On the tooling side basically I'd like to get dynamic programming approach to work with large numbers. I don't think it will be completely possible but I'll have a look into it. At 64‑bit support, I mean, here regarding the methodology it's pretty simple right. The numbers are just bigger so it doesn't change anything. The problem will be with the improtect frame which might be harder to introduce. I think basically that there would be advantage in introducing a mixed approach. So, you know, possibly integrating this and other tools which are already doing their job really well. So, you know, rock gadget can generate payloads once it's got everything from a string. But maybe try to automate finding the missing bytes basically using this technique which means that you would have a proper, a real automatic payload generation. You know, that's obviously interesting. Basically I'd like to introduce in the tool basically the concept of, you know, gadget tables and, you know, introducing random bytes at random addresses.
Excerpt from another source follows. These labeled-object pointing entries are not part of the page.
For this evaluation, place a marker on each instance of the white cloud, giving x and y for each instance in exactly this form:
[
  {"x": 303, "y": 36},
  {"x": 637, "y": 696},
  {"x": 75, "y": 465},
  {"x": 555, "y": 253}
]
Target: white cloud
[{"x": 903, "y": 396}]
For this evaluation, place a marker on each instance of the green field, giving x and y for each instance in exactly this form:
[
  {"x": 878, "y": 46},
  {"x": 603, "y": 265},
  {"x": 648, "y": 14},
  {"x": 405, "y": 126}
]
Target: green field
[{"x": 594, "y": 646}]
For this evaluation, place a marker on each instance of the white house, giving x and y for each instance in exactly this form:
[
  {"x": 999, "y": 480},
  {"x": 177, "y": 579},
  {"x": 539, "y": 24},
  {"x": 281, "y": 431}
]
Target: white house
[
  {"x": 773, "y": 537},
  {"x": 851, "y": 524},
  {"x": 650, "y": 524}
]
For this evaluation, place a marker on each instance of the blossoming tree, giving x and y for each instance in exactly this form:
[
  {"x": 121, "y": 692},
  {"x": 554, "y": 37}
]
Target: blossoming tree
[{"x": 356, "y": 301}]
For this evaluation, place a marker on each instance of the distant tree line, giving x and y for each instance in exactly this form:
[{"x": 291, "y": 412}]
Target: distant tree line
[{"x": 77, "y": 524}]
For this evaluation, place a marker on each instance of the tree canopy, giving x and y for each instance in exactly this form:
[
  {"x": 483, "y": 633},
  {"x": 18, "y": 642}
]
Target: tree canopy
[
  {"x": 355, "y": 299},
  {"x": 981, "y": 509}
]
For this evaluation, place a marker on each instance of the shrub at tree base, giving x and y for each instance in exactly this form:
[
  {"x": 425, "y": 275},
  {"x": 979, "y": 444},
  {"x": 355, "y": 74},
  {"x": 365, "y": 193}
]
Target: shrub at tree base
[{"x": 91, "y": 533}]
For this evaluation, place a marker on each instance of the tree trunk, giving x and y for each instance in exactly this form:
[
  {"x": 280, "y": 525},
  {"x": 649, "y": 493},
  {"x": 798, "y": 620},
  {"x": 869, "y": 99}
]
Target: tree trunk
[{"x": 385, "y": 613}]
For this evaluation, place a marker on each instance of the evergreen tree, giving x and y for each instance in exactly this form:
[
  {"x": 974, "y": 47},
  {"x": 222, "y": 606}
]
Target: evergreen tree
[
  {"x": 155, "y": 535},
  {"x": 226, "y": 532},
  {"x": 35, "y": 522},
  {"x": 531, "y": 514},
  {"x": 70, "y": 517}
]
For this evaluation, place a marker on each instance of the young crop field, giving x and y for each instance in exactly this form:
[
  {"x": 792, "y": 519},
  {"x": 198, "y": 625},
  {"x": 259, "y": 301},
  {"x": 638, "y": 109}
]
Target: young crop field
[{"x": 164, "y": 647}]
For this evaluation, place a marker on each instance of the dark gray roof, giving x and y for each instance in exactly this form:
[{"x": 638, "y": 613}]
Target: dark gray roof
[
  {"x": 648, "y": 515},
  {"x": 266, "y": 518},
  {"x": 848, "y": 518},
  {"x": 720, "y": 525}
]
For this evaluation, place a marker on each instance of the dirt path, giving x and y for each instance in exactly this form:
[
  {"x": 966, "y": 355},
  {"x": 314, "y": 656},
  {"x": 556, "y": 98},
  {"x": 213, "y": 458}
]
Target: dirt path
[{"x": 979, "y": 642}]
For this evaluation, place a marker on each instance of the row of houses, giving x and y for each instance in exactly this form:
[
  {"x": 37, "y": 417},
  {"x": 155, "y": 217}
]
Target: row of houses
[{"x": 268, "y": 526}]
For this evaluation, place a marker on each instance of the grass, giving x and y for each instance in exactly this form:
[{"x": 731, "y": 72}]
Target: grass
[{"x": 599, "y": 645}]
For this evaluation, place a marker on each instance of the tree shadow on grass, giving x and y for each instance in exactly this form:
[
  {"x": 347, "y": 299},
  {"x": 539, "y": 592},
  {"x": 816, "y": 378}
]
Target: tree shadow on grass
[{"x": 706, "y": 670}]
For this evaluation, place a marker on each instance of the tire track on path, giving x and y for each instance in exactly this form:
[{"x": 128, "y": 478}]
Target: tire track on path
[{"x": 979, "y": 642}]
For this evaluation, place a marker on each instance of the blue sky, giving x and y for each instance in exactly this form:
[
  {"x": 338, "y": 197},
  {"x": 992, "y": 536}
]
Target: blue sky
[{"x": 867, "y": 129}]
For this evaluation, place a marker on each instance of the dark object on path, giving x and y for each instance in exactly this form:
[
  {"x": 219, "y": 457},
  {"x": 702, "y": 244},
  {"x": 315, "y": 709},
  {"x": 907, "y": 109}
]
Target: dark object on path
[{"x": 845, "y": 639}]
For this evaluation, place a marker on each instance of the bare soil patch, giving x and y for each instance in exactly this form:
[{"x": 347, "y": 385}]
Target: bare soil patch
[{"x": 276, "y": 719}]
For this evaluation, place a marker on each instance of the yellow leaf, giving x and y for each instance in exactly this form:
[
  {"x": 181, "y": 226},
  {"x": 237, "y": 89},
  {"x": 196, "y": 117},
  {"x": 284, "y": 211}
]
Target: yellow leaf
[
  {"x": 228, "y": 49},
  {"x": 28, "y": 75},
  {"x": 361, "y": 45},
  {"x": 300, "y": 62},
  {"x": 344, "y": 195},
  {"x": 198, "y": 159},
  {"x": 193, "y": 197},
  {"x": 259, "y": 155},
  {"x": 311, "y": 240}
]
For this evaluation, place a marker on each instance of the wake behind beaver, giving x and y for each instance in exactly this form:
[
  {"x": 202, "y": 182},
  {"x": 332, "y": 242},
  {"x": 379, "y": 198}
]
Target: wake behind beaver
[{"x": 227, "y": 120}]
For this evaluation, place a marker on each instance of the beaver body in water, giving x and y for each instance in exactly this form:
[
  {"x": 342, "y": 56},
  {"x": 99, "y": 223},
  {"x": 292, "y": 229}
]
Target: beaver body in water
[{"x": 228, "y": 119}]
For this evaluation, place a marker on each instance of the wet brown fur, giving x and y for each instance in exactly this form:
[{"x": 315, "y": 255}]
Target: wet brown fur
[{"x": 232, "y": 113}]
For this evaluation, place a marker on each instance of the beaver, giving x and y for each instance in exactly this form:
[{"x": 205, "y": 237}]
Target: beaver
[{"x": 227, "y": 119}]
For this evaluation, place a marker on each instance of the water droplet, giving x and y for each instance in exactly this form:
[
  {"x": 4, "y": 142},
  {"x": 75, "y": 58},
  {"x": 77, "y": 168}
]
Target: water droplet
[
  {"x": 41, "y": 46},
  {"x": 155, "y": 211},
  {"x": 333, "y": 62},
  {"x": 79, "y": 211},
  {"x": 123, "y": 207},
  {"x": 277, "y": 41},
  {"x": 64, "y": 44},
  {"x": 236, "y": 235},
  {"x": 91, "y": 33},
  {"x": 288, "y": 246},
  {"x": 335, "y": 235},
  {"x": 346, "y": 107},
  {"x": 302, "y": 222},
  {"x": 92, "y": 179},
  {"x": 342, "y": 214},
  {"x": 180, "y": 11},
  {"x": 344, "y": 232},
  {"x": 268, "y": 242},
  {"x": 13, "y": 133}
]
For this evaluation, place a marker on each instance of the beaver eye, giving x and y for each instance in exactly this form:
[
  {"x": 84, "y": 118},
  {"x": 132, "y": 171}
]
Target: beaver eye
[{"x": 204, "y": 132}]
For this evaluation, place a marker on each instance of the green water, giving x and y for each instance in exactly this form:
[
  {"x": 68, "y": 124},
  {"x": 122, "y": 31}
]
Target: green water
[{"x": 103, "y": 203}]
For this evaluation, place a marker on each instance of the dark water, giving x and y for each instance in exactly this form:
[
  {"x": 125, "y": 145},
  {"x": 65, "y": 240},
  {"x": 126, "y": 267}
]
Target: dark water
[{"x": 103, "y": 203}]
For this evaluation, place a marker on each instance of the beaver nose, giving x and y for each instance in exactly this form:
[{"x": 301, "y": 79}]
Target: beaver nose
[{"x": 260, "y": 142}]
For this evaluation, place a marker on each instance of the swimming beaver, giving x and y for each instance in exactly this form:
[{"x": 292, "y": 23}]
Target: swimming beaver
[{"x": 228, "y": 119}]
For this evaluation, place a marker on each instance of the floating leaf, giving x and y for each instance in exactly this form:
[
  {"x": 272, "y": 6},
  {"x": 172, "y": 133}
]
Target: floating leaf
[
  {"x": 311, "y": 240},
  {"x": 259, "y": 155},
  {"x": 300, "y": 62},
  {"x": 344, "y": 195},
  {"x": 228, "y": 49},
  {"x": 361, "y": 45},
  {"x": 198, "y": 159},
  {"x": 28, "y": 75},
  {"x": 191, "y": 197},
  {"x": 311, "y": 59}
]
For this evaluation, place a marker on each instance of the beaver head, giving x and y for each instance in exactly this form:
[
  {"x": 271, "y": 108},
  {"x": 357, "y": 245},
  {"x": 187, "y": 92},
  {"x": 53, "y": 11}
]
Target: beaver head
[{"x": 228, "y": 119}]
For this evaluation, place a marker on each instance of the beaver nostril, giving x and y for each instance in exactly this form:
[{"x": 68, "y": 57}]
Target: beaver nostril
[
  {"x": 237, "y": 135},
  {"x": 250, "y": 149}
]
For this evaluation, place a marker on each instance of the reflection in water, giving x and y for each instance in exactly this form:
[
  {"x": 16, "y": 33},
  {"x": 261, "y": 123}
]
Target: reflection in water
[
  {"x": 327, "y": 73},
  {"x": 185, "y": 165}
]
So just, you know, to summarize what I wanted to do was basically, you know, achieve exploitation without using gadgets from the target binary but from, you know, stuff introduced by the environment. That took me down the track, you know, of giving you those two particular gadgets that took me down the track of, you know, having to kind of scan memory for numbers and find ways to add them together to achieve what I wanted.
So if you want to have a chat about it or if you've got any ideas or think this is useful or not just shoot me an email. If you want to try out the tool, it's available gighub. So give it a shot. Thank you very much for your time and for listening to this and have a good Def Con. Cheers.